Continuing Intel’s expansion from integrated graphics to discrete GPUs
The new cards are part of Intel’s latest attempt to move outside integrated graphics and into discrete GPUs, and follow the release of their consumer counterparts, the Arc A-Series, earlier this year.
They are based on Intel’s Xe GPU microarchitecture, which includes both dedicated ray tracing units – accessed via DXR – and Xe Matrix Extensions (XMX) for AI inferencing.
The latter are Intel’s answer to the Tensor cores in Nvidia GPUs; the former, its counterpart to Nvidia’s RT cores, and to the ray accelerators in AMD GPUs.
In addition, Intel’s Xe Media Engine accelerates video encoding and decoding, including “industry-first” support for the AV1 codec.
|Intel Arc Pro A-Series GPUs|
|Ray tracing units||8||8||8|
|Memory bandwidth||192 GB/s||192 GB/s||112 GB/s|
|Graphics bus||PCIe 4.0 x16||PCIe 4.0 x 16||PCIe 4.0
|Display connectors||4 x MiniDP 1.4||4 x MiniDP 1.4||Varies with laptop|
|Launch date||Q3 2022||Q3 2022||Q3 2022|
Key specifications: closer to AMD than Intel
As GPUs intended for professional graphics work, the Arc Pro A-Series will be competing with Nvidia and AMD’s current generation of workstation GPUs, the RTX Axxxx Series and Radeon Pro W6000 Series.
On paper, they’re all less powerful than any of the Nvidia RTX Axxxx Series cards: lower GPU compute performance, less GPU memory, and lower GPU memory bandwidth – although, equally, lower power draw.
Their core specifications are much closer to the AMD cards, with all three sitting roughly between the low-end Radeon Pro W6400 and the higher-end Radeon Pro W6600 and W6800.
It’s harder to compare ray tracing or machine learning, since differences in GPU architecture mean that the respective core counts are not directly comparable between manufacturers.
No benchmark scores for real-world graphics applications yet
It’s also difficult to tell how the specs will translate into real-world performance, since Intel hasn’t yet released any benchmark figures for DCC applications.
The software namechecked on the product website – Premiere Pro, DaVinci Resolve Studio, and Topaz Labs’ tools – suggests that Intel is mainly targeting image- and video-editing applications.
That would certainly fit with the Arc Pro A-Series’ hardware-accelerated video encoding and decoding capabilites, something also found in Apple’s new M1 and M2 processors.

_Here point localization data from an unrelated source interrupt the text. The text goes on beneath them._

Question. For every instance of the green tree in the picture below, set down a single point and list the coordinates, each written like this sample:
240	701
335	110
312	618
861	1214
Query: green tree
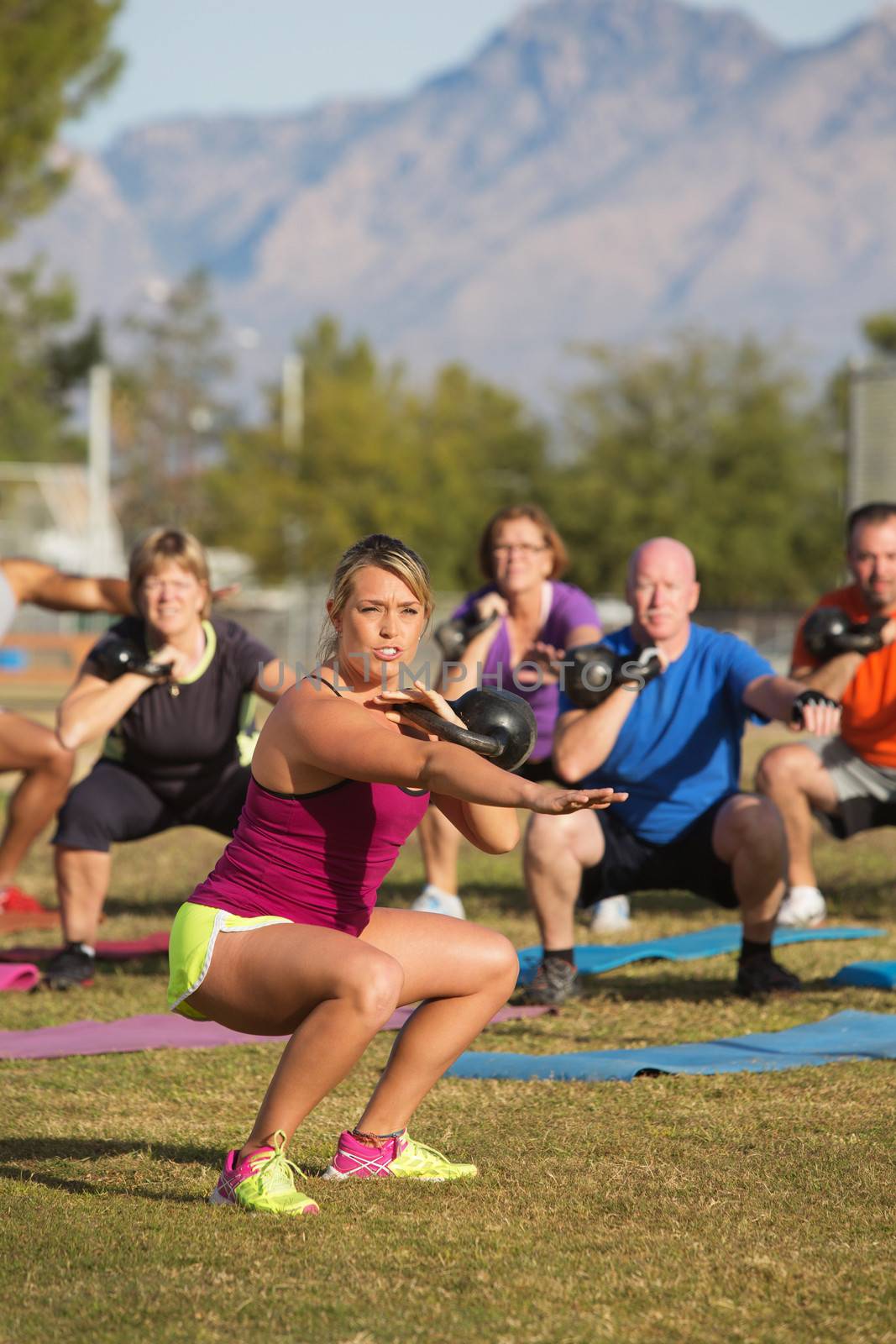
376	456
712	441
54	60
168	414
38	370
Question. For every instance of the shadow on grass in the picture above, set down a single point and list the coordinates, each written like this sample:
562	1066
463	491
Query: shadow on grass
658	991
16	1155
165	907
685	991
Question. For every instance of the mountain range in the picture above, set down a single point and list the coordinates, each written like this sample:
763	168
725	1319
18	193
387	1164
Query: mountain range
600	170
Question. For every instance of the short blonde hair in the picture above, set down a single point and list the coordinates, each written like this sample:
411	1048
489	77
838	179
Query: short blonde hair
161	546
383	553
537	515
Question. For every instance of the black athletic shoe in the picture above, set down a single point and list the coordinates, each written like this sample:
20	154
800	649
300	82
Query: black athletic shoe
762	976
553	983
70	968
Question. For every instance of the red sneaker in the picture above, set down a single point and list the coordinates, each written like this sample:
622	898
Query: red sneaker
15	900
19	911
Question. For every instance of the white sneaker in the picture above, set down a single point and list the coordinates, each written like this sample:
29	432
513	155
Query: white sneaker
437	902
802	907
611	914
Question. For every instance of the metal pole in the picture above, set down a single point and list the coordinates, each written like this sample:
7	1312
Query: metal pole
293	400
98	468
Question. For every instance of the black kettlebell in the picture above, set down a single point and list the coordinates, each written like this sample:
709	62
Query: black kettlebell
829	631
497	725
114	656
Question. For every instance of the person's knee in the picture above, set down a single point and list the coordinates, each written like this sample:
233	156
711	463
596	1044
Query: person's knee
543	835
374	985
757	827
500	961
56	759
783	769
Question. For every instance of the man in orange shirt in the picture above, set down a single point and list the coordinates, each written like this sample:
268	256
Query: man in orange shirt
851	780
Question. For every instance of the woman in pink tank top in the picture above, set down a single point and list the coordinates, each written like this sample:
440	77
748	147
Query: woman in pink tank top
285	937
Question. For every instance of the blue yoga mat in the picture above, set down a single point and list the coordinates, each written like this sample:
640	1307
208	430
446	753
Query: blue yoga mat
846	1035
868	974
595	960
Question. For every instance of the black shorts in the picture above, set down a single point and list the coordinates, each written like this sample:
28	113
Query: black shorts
113	804
688	864
537	772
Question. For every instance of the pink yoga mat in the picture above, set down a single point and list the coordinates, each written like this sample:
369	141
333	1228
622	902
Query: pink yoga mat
22	978
156	1032
127	951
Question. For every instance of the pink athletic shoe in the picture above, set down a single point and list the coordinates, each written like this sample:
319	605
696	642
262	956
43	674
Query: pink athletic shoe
264	1183
399	1156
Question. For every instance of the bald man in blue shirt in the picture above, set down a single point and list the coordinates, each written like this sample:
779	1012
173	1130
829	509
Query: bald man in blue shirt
672	739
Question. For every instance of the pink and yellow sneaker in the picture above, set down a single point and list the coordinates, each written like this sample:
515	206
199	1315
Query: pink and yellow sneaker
399	1156
262	1183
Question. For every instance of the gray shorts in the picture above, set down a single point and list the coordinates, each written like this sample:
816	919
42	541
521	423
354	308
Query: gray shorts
866	793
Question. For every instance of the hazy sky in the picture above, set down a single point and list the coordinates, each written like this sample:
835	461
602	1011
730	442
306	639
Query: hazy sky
230	55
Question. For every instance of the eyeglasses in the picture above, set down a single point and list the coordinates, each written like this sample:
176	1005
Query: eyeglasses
152	586
523	548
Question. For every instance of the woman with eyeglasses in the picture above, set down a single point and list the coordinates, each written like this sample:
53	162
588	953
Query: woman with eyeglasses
511	633
172	711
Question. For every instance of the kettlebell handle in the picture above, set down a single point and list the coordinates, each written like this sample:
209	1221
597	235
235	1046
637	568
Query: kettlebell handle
448	732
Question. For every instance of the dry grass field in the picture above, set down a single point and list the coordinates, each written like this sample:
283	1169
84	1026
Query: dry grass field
754	1207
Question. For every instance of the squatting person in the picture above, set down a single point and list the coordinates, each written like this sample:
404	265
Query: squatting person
284	936
515	627
45	763
848	780
672	738
172	732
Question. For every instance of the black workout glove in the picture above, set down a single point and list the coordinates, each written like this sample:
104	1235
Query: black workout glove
805	698
112	658
829	631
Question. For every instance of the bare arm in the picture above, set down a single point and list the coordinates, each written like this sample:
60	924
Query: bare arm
43	585
490	830
93	706
584	738
275	680
774	696
345	741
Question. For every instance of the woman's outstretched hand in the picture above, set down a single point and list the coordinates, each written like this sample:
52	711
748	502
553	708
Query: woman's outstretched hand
419	696
560	801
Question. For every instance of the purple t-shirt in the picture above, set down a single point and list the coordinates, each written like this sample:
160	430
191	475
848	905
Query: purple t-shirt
564	608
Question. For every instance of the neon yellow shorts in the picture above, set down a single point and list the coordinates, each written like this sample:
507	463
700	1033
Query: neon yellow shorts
191	945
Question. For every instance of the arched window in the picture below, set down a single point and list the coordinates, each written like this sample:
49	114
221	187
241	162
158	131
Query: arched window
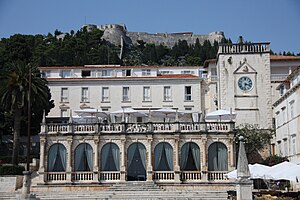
163	157
190	157
110	157
217	157
83	157
57	155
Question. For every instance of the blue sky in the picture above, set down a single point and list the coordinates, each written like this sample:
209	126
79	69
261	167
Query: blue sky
275	21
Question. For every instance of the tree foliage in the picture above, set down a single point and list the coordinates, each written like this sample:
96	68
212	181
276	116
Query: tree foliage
14	100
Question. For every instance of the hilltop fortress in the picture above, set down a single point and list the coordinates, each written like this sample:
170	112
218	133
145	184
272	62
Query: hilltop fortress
117	34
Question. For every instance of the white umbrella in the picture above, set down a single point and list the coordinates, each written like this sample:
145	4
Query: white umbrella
166	113
286	171
220	115
256	171
127	112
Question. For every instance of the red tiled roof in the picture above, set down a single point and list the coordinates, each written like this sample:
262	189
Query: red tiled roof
164	76
281	57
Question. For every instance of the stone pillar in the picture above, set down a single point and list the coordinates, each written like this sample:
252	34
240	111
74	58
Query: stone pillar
69	159
231	154
96	159
149	163
176	165
204	164
244	184
123	158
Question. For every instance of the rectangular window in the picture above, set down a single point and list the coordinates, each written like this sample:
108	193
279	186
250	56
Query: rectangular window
146	94
188	93
126	94
64	96
85	94
167	93
279	149
285	147
63	113
46	74
146	72
292	109
85	73
105	73
66	73
105	94
126	72
293	147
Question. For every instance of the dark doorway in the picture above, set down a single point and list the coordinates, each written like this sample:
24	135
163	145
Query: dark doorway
136	159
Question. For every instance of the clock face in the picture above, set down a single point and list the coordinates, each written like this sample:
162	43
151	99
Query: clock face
245	83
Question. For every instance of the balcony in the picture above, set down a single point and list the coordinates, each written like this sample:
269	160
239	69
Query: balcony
132	128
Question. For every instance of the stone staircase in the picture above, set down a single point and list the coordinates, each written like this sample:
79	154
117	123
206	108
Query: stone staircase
133	191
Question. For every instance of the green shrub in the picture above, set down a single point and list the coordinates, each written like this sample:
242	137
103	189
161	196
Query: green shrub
11	170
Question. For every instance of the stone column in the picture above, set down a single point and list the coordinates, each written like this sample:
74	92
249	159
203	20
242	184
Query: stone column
69	159
176	164
231	154
204	164
123	158
96	159
43	140
244	184
149	163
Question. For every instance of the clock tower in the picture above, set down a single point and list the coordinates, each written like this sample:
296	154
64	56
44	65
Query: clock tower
244	82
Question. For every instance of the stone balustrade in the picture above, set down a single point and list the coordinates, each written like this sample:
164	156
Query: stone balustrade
109	176
115	176
82	176
163	175
182	127
190	176
244	48
217	175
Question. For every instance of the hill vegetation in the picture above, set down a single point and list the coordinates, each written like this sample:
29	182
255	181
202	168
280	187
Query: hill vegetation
83	48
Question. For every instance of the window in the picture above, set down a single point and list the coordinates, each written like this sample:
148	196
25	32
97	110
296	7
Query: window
281	90
85	73
63	113
285	147
146	94
283	114
84	94
279	148
105	94
46	74
293	146
126	95
167	93
187	72
166	72
64	96
292	109
146	72
126	72
66	73
105	73
188	93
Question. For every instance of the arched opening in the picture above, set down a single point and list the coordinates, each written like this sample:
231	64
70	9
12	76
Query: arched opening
83	157
217	157
190	157
110	157
57	158
163	157
136	162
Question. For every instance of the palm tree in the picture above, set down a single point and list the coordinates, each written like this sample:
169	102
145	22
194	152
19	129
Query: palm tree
14	97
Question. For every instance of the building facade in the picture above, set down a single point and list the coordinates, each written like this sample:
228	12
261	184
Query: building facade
287	118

In its press release, Intel says that it is also “targeting certifications with leading professional software applications” in the design and AEC industries, although the only app mentioned by name is Blender.
Pricing and availability
The Intel Arc Pro A50, A40 and A30m are all due to ship in Q3 2022. Intel hasn’t announced prices yet.